Marzenia to sny. Niektórzy mają to szczęście, że śnią na jawie. A przynajmniej tak się wydaje ludziom. Większość z nich sądzi, że gwiazdy kina, muzyki, czy też innej dziedziny sztuki, mają piękne życie, jak ze snu. Gdyby tylko wiedzieli, jak bardzo się mylą. Sława ich niszczy, powoli, ale moim zdaniem skutecznie zabija. Spójrz tylko na Amy Winehouse, Witney Houston, czy też Micheala Jacksona. Oni umarli zbyt wcześnie, a to wszystko moim zdaniem przez sławę. To ona ich wykończyła. Posiadali zbyt wiele i nie potrafili sobie z tym poradzić. Spójrz na Justina Biebera, który co prawda się poprawił, ale to nie zmienia faktu, że popełnił kilka błędów w swoim życiu. Zostały mu one wybaczone przez wiele osób, głównie fanów, lecz nie zostaną wymazane z ich pamięci ani też z jego historii. Do tego doprowadziła sława. Nie myśl sobie jednak, że lubię wytykać innym błędy, ponieważ tak nie jest, sama je w końcu popełniłam. Nie jestem idealna i jestem tego świadoma. Prawdę mówiąc uwielbiałam tych wykonawców. Zapytasz teraz po co to napisałam? Napisałam o tym, ponieważ nie mogę zrozumieć, czemu pomimo takich sytuacji, młodzi ludzie wciąż pragną sławy, a co za tym idzie, bycia rozpoznowalnym. Są w stanie zrobić dla tego wszystko. To jest dla mnie smutne, bo to właśnie marzenia do tego prowadzą. Wychodzi, więc na to, że posiadają one zarówno dobre, jak i złe strony.

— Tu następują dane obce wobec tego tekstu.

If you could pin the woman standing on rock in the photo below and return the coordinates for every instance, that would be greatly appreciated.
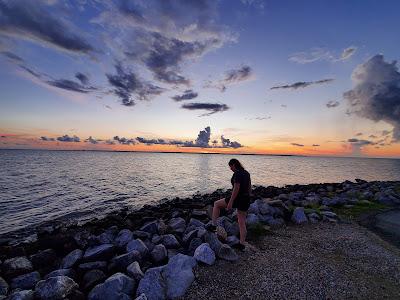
(239, 199)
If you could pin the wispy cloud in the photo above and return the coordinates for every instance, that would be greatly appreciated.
(301, 84)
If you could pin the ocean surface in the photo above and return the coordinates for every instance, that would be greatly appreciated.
(38, 186)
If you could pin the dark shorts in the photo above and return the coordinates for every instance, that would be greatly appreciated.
(242, 202)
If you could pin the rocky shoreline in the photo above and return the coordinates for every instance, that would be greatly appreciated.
(151, 253)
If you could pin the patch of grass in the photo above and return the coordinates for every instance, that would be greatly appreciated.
(361, 208)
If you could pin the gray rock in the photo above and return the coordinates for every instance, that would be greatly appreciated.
(151, 227)
(62, 272)
(204, 254)
(152, 285)
(299, 217)
(71, 259)
(101, 265)
(252, 220)
(134, 271)
(91, 278)
(3, 287)
(16, 266)
(117, 287)
(121, 262)
(123, 238)
(137, 245)
(227, 253)
(170, 241)
(159, 254)
(59, 287)
(101, 252)
(177, 225)
(22, 295)
(25, 281)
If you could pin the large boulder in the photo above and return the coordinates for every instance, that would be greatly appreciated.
(299, 217)
(137, 245)
(71, 259)
(101, 252)
(16, 266)
(59, 287)
(117, 287)
(25, 281)
(204, 254)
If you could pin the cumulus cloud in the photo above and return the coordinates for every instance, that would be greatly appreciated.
(318, 54)
(212, 108)
(332, 103)
(187, 95)
(67, 138)
(30, 20)
(129, 87)
(301, 84)
(231, 77)
(376, 92)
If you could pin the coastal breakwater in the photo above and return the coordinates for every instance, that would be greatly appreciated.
(151, 253)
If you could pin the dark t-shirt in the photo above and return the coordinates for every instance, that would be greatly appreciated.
(242, 177)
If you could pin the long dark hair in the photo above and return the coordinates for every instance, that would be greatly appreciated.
(236, 163)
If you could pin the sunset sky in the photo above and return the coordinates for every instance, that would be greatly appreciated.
(235, 76)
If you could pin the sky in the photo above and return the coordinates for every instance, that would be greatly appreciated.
(226, 76)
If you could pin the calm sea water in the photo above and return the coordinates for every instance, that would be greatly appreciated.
(37, 186)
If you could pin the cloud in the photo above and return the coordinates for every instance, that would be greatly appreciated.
(301, 84)
(227, 143)
(67, 138)
(187, 95)
(318, 54)
(332, 103)
(231, 77)
(30, 20)
(124, 141)
(376, 92)
(211, 107)
(129, 87)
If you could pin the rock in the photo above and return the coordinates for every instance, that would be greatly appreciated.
(204, 254)
(91, 278)
(137, 245)
(151, 227)
(123, 238)
(101, 265)
(170, 241)
(22, 295)
(227, 253)
(62, 272)
(25, 281)
(152, 285)
(193, 245)
(16, 266)
(117, 287)
(101, 252)
(71, 259)
(3, 287)
(232, 240)
(299, 217)
(43, 259)
(121, 262)
(159, 254)
(252, 220)
(134, 271)
(59, 287)
(213, 242)
(177, 225)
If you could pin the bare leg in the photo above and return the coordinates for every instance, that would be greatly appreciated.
(216, 209)
(242, 225)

A o czym ja marzę? To proste pytanie, na które mogę odpowiedzieć jedynie w jeden sposób. Marzę o tym, aby móc Cię przytulić, chociaż przez parę sekund podtrzymać Cię w swoich ramionach, poczuć Twój zapach. Niczego innego nie pragnę. To wszystko, czego chcę. Objęcie Cię moimi drobnymi rękami jest wszystkim, co jest mi potrzebne do szczęścia. Ale wiem, że owa sytuacja nigdy nie będzie miała miejsca. Umrę w samotności i z pustką w sercu, która nie zostanie zapełniona. Nie przejmuj się tym. To nie jest Twoja wina, a jedynie moja oraz mojego serca, które pokochało Twoją osobę, a nie chcę się odkochać. Mimo moich nieustannych próśb.
Twoja,
Penny"
Prawda wyszła na jaw. Dziewczyna była chora. Moja mała Penny była chora, a w dodatku cierpieła. Chciałem dowiedzieć się, co jej dolega. Od tamtego momentu wiedziałem o czym marzy i pragnąłem spełnić jej marzenie, nie zważając na nic. Nie zamierzałem patrzeć na pieniądze, które będę musiał zapłacić, czy też na kilometry, jakie nas dzielą. Musiałem to zrobić zanim jej piosenka ucichnie, zanim jej historia zostanie napisana do końca, ponieważ wtedy będzie już za późno.
Od autorki: Lubię ten rozdział. Różni się trochę od innych, ale to nic takiego. Napisałam w nim, co tak naprawdę myślę, a moje słowa były szczere, jak jeszcze nigdy wcześniej.